Je m’emballe évite tout effet de précipitation mais non de recouvrement. Et de découverte tout autant. Il s’agit à la fois d’un projet esthétique particulier que ne renierait pas Christo et d’un prétexte à des rencontres choisies. L’artiste multimédia a précisé sa démarche : « Nue, munie d’un rouleau de cellophane transparent je m’emballe comme si j’enfilais une combinaison. Je la retire au bout de trois minute, j’obtiens la forme de mon corps que je retravaille suivant la pose souhaitée ». Ensuite écrit-elle « j’ajoute des couches pour obtenir un corps dur et de petite taille ».
Une fois ce travail effectué, l’auteure propose ces corps « personnalisés ». Ils correspondent à des auteurs ou artistes. « Corps Beckett », « Corps Warhol », « Corps Pop » (Iggy Pop), etc. sont offerts à ces émissaires qui leur correspondent et à qui l’artiste propose un rendez-vous.
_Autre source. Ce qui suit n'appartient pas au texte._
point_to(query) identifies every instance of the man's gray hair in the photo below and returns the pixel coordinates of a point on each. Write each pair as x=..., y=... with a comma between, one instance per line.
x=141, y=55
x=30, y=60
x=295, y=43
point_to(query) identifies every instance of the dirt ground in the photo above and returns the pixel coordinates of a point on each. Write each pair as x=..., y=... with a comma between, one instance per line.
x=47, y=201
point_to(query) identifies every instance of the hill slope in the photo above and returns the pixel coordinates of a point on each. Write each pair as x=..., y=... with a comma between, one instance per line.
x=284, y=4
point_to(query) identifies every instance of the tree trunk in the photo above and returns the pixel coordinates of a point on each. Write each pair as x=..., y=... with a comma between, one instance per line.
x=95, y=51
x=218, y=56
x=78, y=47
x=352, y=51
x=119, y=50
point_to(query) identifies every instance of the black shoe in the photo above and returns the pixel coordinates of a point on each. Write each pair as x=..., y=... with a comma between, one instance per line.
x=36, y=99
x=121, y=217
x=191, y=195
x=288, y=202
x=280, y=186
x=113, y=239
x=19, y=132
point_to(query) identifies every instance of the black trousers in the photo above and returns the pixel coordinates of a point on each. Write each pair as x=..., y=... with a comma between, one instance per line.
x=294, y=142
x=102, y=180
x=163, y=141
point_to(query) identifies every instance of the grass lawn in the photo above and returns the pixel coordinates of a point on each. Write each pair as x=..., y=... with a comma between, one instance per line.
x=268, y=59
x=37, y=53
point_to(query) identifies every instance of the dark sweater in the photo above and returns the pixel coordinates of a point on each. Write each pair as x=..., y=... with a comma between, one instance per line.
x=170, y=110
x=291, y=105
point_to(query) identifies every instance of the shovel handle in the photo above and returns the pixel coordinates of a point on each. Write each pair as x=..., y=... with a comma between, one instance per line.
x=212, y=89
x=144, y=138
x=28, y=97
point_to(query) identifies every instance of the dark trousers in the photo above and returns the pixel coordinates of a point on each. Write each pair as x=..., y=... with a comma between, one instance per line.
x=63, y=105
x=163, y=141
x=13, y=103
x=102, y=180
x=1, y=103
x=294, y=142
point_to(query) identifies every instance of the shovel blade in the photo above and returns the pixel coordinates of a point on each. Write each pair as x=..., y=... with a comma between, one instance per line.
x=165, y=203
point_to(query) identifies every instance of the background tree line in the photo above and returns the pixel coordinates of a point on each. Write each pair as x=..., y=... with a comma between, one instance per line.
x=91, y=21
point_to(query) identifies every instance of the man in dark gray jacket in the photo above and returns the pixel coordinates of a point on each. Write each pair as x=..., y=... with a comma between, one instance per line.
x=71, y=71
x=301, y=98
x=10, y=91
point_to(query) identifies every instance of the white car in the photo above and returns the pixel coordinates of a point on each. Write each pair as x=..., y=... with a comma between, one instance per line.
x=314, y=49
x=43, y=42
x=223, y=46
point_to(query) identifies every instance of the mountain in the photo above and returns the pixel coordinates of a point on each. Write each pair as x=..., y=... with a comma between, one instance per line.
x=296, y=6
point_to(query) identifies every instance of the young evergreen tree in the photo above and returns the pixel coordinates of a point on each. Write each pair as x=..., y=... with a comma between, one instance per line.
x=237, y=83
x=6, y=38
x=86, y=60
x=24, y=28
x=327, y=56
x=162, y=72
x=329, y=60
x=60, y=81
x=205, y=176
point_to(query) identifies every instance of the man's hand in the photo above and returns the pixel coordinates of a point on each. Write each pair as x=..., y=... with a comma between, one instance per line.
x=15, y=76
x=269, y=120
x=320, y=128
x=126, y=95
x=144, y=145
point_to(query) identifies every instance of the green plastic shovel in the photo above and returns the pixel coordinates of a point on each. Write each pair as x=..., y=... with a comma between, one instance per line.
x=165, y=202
Pour les trois cas cités et respectivement à Olivier Rohe, Cécile Guilbert, Dominique A.
Généreuse, Laurence Skivée se met toujours en état d’ouverture mentale et prête à s’adapter à des situations inconnues pour « vivre la rencontre ». Les corps « inconnus » quoique personnalisés qu’elle offre sont faits dans ce but et pour l’écho qu’ils suscitent chez les intéressés. Libre à eux de prendre ou de laisser. Certains sont ravis voire prévenants (Rohe, Guilbert) envers elle, d’autres plus distants (Christine Angot) voire proches d’une fin de non recevoir (Sophie Calle).
L’artiste prend une photo de sa sculpture avec celle ou celui à qui elle s’adresse. Elle propose aussi un bref journal de la rencontre. Laurence Skivée y fait état de sa démarche et de l’état d’esprit des récepteurs. Mais elle reste pudique : elle ne cherche pas à « faire littérature » avec ce qui s’est passé. Fidèle à Beckett, elle sait comme lui « éviter le laïus ».
L’approche reste des plus parlantes. Si les « corps offerts » existent, ceux qui les ont reçus beaucoup moins. Non par la faute de l’artiste mais parce que ceux qu’elle a choisis ne sont pas forcément réceptifs. Emerge subrepticement une forme d’ostracisme face à celle qui semblerait quasiment les déranger. Il s’agit pour certains d’une manière de se protéger, pour d’autres de traiter de manière bien anecdotique l’artiste belge. Son principal handicap ne serait-il pas à leurs yeux qu’elle ne soit pas suffisamment reconnue pour qu’ils la traitent d’égal à égal ? Le doute est parfois permis…
Cela donne une image crue voire cruelle du paysage littéraire et artistique. Ce n’est pas le but recherché par l’artiste. Elle en reste parfois la victime consentante mais ne fait preuve d’aucune récrimination. Parfois, ayant pu vraiment communiquer elle en demeurera plus que satisfaite. Et déjà le lecteur a envie de connaître la suite puisque l’expérience se poursuit : « ça suit son cours » comme aurait dit Beckett. Attendons.
jean-paul gavard-perret
Laurence Skivée, Je m’emballe, Editions La Lettre Volée, 2017 — 24,00 €.